I'm used to being self-confessional. And I'm used to doing it in public. I haven't always been this way. I was painfully shy in school, almost crippled with shyness. I took drama classes in high school hoping to break out of my shell--and ended up starring in a musical in my senior year (I was Sally Bowles in Cabaret--see the photo at right).
But once I got online, I found the semi-anonymity freeing. I started out on AOL using the gender neutral NYCwriter. I started my first website without revealing my real name. I was Cybergrrl, a nod to the concept of cyberspace, which at the time was relatively new but in one of my all-time favorite books--Neuromancer by William Gibson. It was also a wink to the Riot Grrrl movement.
I could have cloaked myself behind an iron curtain of anonymity, but there was something akin to exhibitionism that I found a bit exciting as well. So little by little, I let my true identity come to the surface. From 1995-1999, I wrote a personal column for the Cybergrrl website (now defunct) about my life and views as a women working in the technology industry. From 2000-2001, I kept an online diary of my solo year-long road trip at RVgirl.com.
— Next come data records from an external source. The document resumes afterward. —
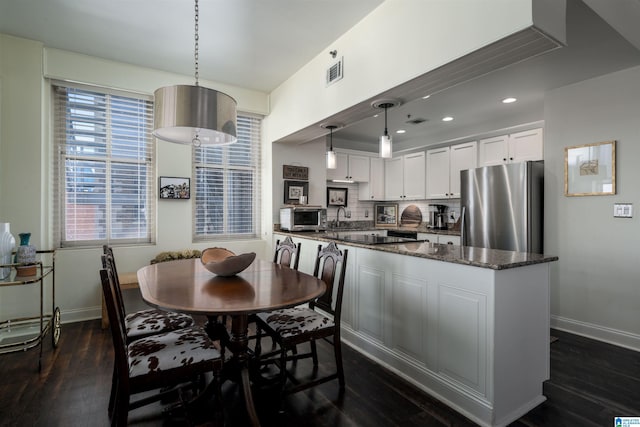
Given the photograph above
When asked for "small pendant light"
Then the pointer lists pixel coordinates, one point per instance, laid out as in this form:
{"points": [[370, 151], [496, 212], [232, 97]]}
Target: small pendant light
{"points": [[195, 115], [332, 162], [386, 148]]}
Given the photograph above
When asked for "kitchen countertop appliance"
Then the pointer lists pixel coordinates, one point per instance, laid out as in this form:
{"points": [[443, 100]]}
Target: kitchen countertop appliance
{"points": [[303, 218], [502, 206], [439, 217]]}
Then in 2003, I began blogging about my first pregnancy and subsequent four miscarriages and the rest of my saga on my quest to motherhood. That blog was the clincher to removing any remnants of a veil--I put it all out there, much to my new husband's dismay. But I wanted to be honest and open in the hope of helping other women who might be going through similar things.
So in a way, I took my personal mission of "empowering women through technology" a step further by speaking about unspeakable topics online as loudly as I could in hope of reaching women with information they could not find elsewhere.
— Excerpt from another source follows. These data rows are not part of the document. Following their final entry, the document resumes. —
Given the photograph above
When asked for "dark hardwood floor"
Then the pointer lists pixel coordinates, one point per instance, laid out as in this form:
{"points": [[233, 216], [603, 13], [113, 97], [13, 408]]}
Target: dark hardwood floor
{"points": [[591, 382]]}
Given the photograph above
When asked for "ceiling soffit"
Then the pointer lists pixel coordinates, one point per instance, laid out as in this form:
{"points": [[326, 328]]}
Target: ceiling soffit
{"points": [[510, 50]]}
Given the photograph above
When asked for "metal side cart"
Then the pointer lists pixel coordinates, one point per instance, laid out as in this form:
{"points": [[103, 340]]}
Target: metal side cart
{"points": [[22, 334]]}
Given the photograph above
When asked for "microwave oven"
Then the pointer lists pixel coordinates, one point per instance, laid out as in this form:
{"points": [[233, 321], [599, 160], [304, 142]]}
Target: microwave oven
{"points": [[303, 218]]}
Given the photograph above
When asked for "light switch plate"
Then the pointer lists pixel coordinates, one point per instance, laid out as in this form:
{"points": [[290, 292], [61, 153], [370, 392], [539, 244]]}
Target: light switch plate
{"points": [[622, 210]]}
In my Women at Work column, I'm pretty tame. Not that I don't have some horror stories and scandal, but mostly because I'm just focused on talking about business in a way I hope reveals some truths we don't always talk about. Like bankruptcy. Like losing yourself because of your company.
Don't get me wrong--I want to be as successful as the next gal or guy; I don't think that business is--or should be--all doom and gloom. I'm just being as honest as I can. That's really all any of us can do, right?
What are the things you want to hear about being a female entrepreneur that nobody seems to be talking about? Feel free to post them here--anonymously if you'd like.